From Jonah Goldberg's Liberal Fascism: The Secret History of the American Left, From Mussolini to the Politics of Change :
Nazism’s one-nation politics by its very definition appealed to people from all walks of life. Professors, students, and civil servants were all disproportionately supportive of the Nazi cause. But it’s important to get a sense of the kind of person who served as the rank-and-file Nazi, the young, often thuggish true believers who fought in the streets and dedicated themselves to the revolution.
Patrick Leigh Fermor, a young Briton traveling in Germany shortly after Hitler came to power, met some of these men in a Rhineland workers’ pub, still wearing their night-shift overalls. One of his new drinking buddies offered to let Fermor crash at his house for the night. When Fermor climbed the ladder to the attic to sleep in a guest bed, he found “a shrine to Hitleriana”: The walls were covered with flags, photographs, posters, slogans and emblems. His SA uniforms hung neatly ironed on a hanger…
When I said that it must be rather claustrophobic with all that stuff on the walls, he laughed and sat down on the bed, and said: “Mensch!

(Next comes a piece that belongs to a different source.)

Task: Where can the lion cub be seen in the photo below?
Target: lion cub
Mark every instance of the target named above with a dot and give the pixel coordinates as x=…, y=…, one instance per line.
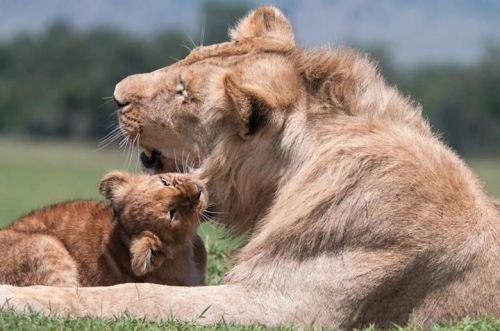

You should have seen it last year! You would have laughed! Then it was all red flags, stars, hammers, sickles, pictures of Lenin and Stalin and Workers of the World Unite!…Then, suddenly when Hitler came to power, I understood it was all nonsense and lies. I realized Adolf was the man for me. All of a sudden!” He snapped his fingers in the air. “And here I am!”…Had a lot of people done the same, then? “Millions! I tell you, I was astonished how easily they all changed sides!”

Frankly, I've always thought that Goldberg's book was just a rip off of the much better book by F.A. Hayek, "The Road to Serfdom". He made the same argument, only in the 1940's!